New Independence Township is a township in Saint Louis County, Minnesota, United States. The population was 347 at the 2020 census.

U.S. Highway 53 and State Highway 33 (MN 33) are two of the main routes in the township.

Other routes include Saint Louis County Highway 47 (Swan Lake Road).

The unincorporated communities of Culver and Independence are located within New Independence Township.

Independence is located 22 miles northwest of the city of Duluth; and 17 miles north of the city of Cloquet.

South Ridge School is located within the southwest corner of the township.

==History==
New Independence Township was named in commemoration of the independence of Norway from Sweden in 1905.

==Geography==
According to the United States Census Bureau, the township has a total area of 35.7 sqmi; 34.8 sqmi is land and 0.9 sqmi, or 2.55%, is water.

The Cloquet River flows through the southeast corner of the township, and the Artichoke River flows through the northwest corner of the township.

===Adjacent townships===
The following are adjacent to New Independence Township :

- Industrial Township (south)
- Culver Township (southwest)
- Alborn Township (west)
- Meadowlands Township (northwest)
- Northland Township (north)
- Grand Lake Township (southeast)

The Cloquet Valley State Forest is to the immediate east of New Independence Township.

Birch Road (Saint Louis County Road 725) runs east–west along New Independence Township's northern boundary line with adjacent Northland Township.

Stoney Brook Road runs north–south along New Independence Township's western boundary line with adjacent Alborn Township; except for the southwest corner of New Independence Township where Saint Louis County Highway 7 serves as the boundary line with adjacent Alborn Township.

===Unincorporated communities===

- Culver
- Independence

==Demographics==
As of the census of 2000, there were 272 people, 106 households, and 80 families residing in the township. The population density was 7.8 people per square mile (3.0/km^{2}). There were 136 housing units at an average density of 3.9/sq mi (1.5/km^{2}). The racial makeup of the township was 97.43% White, 0.74% Native American, 0.37% Asian, and 1.47% from two or more races. Hispanic or Latino of any race were 2.94% of the population.

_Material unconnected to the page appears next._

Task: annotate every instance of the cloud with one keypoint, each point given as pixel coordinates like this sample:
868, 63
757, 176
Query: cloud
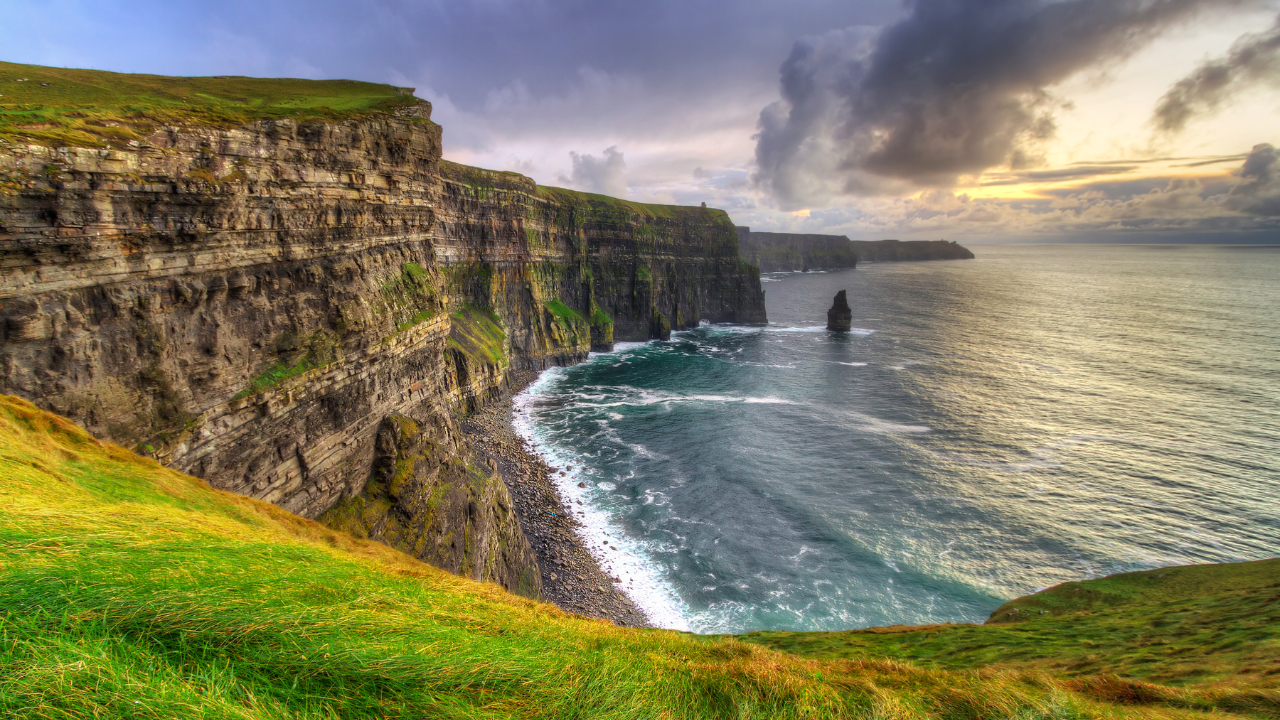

There were 106 households, out of which 37.7% had children under the age of 18 living with them, 67.0% were married couples living together, 3.8% had a female householder with no husband present, and 24.5% were non-families. 23.6% of all households were made up of individuals, and 5.7% had someone living alone who was 65 years of age or older. The average household size was 2.57 and the average family size was 3.01.

In the township the population was spread out, with 26.1% under the age of 18, 5.9% from 18 to 24, 33.1% from 25 to 44, 25.4% from 45 to 64, and 9.6% who were 65 years of age or older. The median age was 39 years. For every 100 females, there were 119.4 males. For every 100 females age 18 and over, there were 111.6 males.

The median income for a household in the township was $50,625, and the median income for a family was $56,875. Males had a median income of $42,500 versus $21,750 for females. The per capita income for the township was $20,738. About 2.4% of families and 1.8% of the population were below the poverty line, including none of those under the age of eighteen and 13.5% of those 65 or over.